On the sub, Jack discovers the Man in Black has planted the C4 in his bag and has set a timer to detonate. Unable to reach the surface in time, Sayid attempts to defuse the bomb. However, Jack tells Sawyer to let the timer reach zero, believing that nothing will happen to them because the Man in Black cannot kill them himself. Jack theorizes that the Man in Black united the candidates because he needed them all dead in order to leave the island, and is trying to trick them into killing one another by mistrusting each other. Unconvinced, Sawyer pulls the bomb's wires, causing the speed of its countdown to accelerate. Sayid tells Jack where to find Desmond Hume and runs to the back of the sub with the bomb.

The bomb detonates, killing Sayid and causing an explosion that floods the sub. Frank is knocked out by a door as it gives way to the water. Sun is pinned down by fragments of the submarine. Hurley exits the sub with a wounded Kate, while Jin, Sawyer, and Jack try to help Sun. After Sawyer is knocked unconscious, Jin convinces Jack to leave with Sawyer. Jin continues to try to free Sun despite her pleas for him to go. He tells Sun that he will not leave her. They then embrace as water floods the submarine, and they both drown.

Jack, Sawyer, Kate, and Hurley regroup at a nearby beach, and mourn the deaths of Sayid, Sun and Jin. At the docks, the Man in Black leaves Claire to "finish what [he] started."

==Production==
The episode features the deaths of 3 main cast members, the highest of any episode in the series. Showrunners Damon Lindelof and Carlton Cuse described the episode as "brutal". Regarding the mass deaths of the characters, Lindelof stated "now you know this show is willing and capable of killing anyone." Cuse also added "There is no ambiguity. [The Man In Black] is evil and he has to be stopped... When we watched the death scenes ourselves, it was brutal. [But] the story always comes first."

==Reception==

The episode received critical acclaim. Review aggregate website Metacritic gave the episode a score of 92 out of 100, indicating "Universal Acclaim". The score was up on the previous episode's score of 73. Maureen Ryan of Chicago Tribune gave a perfect score, stating "Not only were the island events compelling, they neatly tied into the Sideways themes of trust and penance." James Poniewozik of Time also rated the episode perfect, calling it "heartbreaking, and horrifying, and breathtaking, and in some ways maddening." IGN's Chris Carbot praised the episode as well, saying "the story continues to deliver thrilling moments." However, he criticized the pacing of the flash-sideways storyline, describing it as "moving at a snails pace when compared to events occurring on the island." Overall, he gave the episode a score of 9.2. Emily VanDerWerff of Los Angeles Times deemed the episode as "one of the greatest episodes of the show ever for pure adrenaline rush, right up there with Through the Looking Glass and Exodus, Parts 1 and 2."

Many critics expressed shock regarding the deaths of the characters.

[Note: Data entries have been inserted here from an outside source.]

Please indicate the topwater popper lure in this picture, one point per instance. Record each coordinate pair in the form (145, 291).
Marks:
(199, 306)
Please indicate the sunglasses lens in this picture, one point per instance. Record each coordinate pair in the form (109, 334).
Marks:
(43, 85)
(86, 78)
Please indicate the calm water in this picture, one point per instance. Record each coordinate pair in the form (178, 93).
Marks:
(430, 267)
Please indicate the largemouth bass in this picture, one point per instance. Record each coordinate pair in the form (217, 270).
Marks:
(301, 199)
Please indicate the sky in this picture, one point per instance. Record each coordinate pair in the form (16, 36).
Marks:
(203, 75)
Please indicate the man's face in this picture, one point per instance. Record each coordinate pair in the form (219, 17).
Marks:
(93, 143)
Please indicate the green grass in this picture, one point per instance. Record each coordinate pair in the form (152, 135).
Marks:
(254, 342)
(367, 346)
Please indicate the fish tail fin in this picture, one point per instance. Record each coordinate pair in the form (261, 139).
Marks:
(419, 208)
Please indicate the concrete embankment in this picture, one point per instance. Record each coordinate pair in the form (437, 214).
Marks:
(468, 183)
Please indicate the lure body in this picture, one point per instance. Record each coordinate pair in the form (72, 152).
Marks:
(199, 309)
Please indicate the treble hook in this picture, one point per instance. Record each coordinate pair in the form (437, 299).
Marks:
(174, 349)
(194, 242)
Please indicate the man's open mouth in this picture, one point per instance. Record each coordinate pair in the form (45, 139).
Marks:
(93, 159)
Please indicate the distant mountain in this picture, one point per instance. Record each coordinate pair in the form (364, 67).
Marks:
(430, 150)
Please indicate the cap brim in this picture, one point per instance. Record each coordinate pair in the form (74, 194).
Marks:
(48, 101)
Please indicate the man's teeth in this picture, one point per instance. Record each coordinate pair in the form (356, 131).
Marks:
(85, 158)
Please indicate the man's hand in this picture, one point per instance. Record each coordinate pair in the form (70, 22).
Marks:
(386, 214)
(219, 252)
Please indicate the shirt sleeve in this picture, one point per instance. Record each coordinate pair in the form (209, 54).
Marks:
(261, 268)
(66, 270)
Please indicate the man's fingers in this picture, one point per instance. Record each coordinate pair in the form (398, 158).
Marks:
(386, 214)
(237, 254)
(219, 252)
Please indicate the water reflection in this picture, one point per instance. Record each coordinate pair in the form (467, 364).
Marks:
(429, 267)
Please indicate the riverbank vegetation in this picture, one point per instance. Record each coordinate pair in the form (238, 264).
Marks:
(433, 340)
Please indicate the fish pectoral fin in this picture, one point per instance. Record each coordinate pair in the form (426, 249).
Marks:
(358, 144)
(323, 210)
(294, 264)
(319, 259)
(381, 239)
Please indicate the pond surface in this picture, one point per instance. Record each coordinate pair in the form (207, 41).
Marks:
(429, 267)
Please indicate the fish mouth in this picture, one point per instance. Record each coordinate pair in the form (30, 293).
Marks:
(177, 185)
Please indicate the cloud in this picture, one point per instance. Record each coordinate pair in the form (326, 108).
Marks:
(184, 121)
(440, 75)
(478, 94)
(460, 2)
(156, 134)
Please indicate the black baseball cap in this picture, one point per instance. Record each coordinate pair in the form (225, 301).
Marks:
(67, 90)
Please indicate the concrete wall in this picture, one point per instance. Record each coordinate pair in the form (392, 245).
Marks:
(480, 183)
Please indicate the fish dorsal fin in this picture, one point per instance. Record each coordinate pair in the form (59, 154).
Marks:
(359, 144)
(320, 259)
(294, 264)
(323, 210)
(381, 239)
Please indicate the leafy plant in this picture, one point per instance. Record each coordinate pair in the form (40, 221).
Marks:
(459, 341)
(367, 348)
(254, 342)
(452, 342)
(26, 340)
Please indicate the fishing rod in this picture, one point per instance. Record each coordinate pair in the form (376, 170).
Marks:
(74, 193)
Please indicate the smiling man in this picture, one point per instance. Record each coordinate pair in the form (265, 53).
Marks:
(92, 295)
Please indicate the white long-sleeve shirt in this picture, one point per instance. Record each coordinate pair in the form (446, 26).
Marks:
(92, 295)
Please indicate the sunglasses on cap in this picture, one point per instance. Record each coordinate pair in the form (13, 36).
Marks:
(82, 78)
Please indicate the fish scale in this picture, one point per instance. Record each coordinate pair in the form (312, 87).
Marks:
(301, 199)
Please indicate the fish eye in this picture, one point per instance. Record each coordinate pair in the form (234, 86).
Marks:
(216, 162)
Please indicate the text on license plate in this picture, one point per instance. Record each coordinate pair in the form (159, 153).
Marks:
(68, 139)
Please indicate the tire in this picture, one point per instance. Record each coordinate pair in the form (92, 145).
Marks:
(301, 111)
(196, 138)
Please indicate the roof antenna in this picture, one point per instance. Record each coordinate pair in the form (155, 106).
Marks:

Alan Sepinwall of Star Ledger thought the episode "drastically accelerated the pace of the unhappy endings." Chris Carbot stated "Sayid's death was a fitting end to his story. He had been on course to redeem himself ever since switching over to Team Smokie and was thankfully given the opportunity to go out in grand fashion ... Jin and Sun's demise came as a total shock. In fact, I'm still having a hard time processing the fact that they're actually dead, at least in the regular timeline." Sam McPherson of TV Overmind deemed the episode as "having great and terrible deaths."